Back in 2008, I put up an article here that combined four earlier posts I'd written following Hurricanes Katrina and Rita in 2005. I summarized the 'lessons learned' during that crisis, for the benefit of those trying to plan and prepare for future disasters. It remains one of my most viewed articles, and I still occasionally receive reader e-mail thanking me for putting it up.
Courtesy of a link at Commander Zero's place, I was reminded today about a 2009 article in the New York Times, describing the chaotic evacuation of patients from a New Orleans hospital during Hurricane Katrina. There's little doubt that a number of patients were euthanized - i.e. deliberately killed - rather than evacuated, according to criteria established 'on the fly' by a few doctors who were in attendance. Charges of murder were initiated, but never tried in court, which I think was a pity. I have little doubt that murder was done under the guise of alleged 'medical necessity'.
It's a very sobering article to read, particularly when one remembers that none of those who died would necessarily have expected to be placed at risk under such circumstances. Illness or injury can strike any of us at the least opportune time . . . and we, too, may find life-or-death decisions being made about (and for) us by others, without so much as a 'by your leave'. Here's a lengthy extract from a much longer article.
It is now evident that more medical professionals were involved in the decision to inject patients — and far more patients were injected — than was previously understood. When the names on toxicology reports and autopsies are matched with recollections and documentation from the days after Katrina, it appears that at least 17 patients were injected with morphine or the sedative midazolam, or both, after a long-awaited rescue effort was at last emptying the hospital. A number of these patients were extremely ill and might not have survived the evacuation. Several were almost certainly not near death when they were injected, according to medical professionals who treated them at Memorial and an internist’s review of their charts and autopsies that was commissioned by investigators but never made public.
. . .
The full details of what Pou did, and why, may never be known. But the arguments she is making about disaster preparedness — that medical workers should be virtually immune from prosecution for good-faith work during devastating events and that lifesaving interventions, including evacuation, shouldn’t necessarily go to the sickest first — deserve closer attention. This is particularly important as health officials are now weighing, with little public discussion and insufficient scientific evidence, protocols for making the kind of agonizing decisions that will, no doubt, arise again.

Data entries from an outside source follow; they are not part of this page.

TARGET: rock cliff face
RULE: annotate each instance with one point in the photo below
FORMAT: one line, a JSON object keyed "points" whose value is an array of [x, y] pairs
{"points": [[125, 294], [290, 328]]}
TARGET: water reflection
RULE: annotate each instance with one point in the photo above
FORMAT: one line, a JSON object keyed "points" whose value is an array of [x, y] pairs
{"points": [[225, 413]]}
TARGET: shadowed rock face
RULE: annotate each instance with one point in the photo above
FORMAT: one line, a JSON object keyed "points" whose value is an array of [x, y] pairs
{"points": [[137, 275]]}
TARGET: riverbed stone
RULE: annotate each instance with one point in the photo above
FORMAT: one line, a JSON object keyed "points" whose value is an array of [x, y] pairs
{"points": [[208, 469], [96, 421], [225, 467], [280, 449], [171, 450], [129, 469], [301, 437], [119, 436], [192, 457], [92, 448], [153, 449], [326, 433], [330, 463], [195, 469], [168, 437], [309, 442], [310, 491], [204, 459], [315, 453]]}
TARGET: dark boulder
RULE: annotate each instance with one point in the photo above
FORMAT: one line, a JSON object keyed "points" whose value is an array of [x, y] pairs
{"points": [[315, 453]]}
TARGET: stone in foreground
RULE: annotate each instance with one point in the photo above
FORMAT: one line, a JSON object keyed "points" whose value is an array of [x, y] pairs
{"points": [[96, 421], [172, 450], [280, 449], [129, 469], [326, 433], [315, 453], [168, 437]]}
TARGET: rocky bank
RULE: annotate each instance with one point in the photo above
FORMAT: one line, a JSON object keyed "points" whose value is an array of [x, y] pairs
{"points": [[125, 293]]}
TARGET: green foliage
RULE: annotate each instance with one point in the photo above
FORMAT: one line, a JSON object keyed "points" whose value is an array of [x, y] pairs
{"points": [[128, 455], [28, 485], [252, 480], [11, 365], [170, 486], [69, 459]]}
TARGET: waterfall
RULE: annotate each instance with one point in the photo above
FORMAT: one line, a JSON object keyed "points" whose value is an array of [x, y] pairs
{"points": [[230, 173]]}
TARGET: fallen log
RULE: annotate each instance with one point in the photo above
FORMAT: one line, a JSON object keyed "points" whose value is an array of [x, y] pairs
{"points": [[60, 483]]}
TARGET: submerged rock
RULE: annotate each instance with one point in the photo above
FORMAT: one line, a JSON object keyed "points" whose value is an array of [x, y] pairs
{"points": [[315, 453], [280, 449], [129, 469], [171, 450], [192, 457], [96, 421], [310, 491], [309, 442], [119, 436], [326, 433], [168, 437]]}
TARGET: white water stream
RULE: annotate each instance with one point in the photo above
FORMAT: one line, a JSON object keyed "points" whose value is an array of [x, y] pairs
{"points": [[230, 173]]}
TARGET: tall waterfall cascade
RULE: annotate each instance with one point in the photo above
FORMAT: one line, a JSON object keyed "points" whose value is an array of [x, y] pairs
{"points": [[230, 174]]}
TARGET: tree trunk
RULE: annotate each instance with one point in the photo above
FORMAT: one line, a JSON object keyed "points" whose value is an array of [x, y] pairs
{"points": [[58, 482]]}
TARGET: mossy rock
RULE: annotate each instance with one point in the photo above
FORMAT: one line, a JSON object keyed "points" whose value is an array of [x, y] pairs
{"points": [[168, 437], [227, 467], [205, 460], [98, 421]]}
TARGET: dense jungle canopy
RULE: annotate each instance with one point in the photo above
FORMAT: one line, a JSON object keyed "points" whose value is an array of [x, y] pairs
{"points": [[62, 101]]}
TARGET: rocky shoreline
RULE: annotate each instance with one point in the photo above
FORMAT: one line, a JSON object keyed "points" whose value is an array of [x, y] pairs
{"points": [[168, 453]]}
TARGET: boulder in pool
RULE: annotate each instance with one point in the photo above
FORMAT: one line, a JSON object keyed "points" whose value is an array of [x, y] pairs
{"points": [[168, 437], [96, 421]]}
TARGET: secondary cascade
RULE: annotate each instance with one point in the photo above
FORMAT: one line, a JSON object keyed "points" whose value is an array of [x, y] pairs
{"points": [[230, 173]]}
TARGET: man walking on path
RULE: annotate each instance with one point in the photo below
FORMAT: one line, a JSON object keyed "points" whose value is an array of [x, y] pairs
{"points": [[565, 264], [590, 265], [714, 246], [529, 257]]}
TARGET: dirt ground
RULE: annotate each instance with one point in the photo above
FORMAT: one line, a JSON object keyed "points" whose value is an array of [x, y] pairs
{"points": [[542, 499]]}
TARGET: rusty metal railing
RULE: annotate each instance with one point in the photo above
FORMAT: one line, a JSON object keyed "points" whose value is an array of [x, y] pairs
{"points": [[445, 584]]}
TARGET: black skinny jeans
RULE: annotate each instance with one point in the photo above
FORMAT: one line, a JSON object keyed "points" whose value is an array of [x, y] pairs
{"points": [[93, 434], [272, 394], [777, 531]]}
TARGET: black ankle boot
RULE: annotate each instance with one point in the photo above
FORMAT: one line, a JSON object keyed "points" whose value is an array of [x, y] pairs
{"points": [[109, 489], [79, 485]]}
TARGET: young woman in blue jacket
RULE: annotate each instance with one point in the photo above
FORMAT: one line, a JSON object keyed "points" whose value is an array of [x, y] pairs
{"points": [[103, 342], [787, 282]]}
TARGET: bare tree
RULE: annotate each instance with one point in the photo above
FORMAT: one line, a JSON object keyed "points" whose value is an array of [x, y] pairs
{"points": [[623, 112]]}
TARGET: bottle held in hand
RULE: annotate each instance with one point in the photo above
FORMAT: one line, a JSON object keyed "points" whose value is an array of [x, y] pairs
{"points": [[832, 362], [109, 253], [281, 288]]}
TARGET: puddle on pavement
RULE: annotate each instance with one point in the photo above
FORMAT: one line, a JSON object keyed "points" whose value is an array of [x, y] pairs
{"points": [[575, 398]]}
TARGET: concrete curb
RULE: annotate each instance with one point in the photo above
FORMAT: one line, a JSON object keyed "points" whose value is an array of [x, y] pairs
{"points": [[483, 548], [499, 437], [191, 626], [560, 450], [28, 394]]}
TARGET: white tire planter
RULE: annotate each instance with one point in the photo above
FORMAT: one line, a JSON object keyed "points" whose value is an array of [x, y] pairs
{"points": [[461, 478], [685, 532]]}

At a recent national conference for hospital disaster planners, Pou asked a question: “How long should health care workers have to be with patients who may not survive?” The story of Memorial Medical Center raises other questions: Which patients should get a share of limited resources, and who decides? What does it mean to do the greatest good for the greatest number, and does that end justify all means? Where is the line between appropriate comfort care and mercy killing? How, if at all, should doctors and nurses be held accountable for their actions in the most desperate of circumstances, especially when their government fails them?
. . .
Morphine, a powerful narcotic, is frequently used to control severe pain or discomfort. But the drug can also slow breathing, and suddenly introducing much higher doses can lead to death.
Doctors, nurses and clinical researchers who specialize in treating patients near the ends of their lives say that this “double effect” poses little danger when drugs are administered properly. Cook says it’s not so simple. “If you don’t think that by giving a person a lot of morphine you’re not prematurely sending them to their grave, then you’re a very naïve doctor,” Cook told me when we spoke for the first time, in December 2007. “We kill ’em.”
In fact, the distinction between murder and medical care often comes down to the intent of the person administering the drug. Cook walked this line often as a pulmonologist, he told me, and he prided himself as the go-to man for difficult end-of-life situations. When a very sick patient or the patient’s family made the decision to disconnect a ventilator, for example, Cook would prescribe morphine to make sure the patient wasn’t gasping for breath as the machine was withdrawn.
Often Cook found that achieving this level of comfort required enough morphine that the drug markedly suppressed the patient’s breathing. The intent was to provide comfort, but the result was to hasten death, and Cook knew it. To Cook, the difference between something ethical and something illegal “is so fine as to be imperceivable.”
. . .
Records showed that more than half of the 41 bodies from Memorial that were analyzed by Middleberg’s lab tested positive for morphine or midazolam, or both. Middleberg had handled thousands of cases in his career, and the high drug concentrations found in many of the patients stuck out “like a sore thumb,” he told me.
There's much more at the link. I strongly recommend that you click over there and read the whole thing. It's scary in its implications of what might happen to any of us, if we're unfortunate enough to be caught up in such a mess.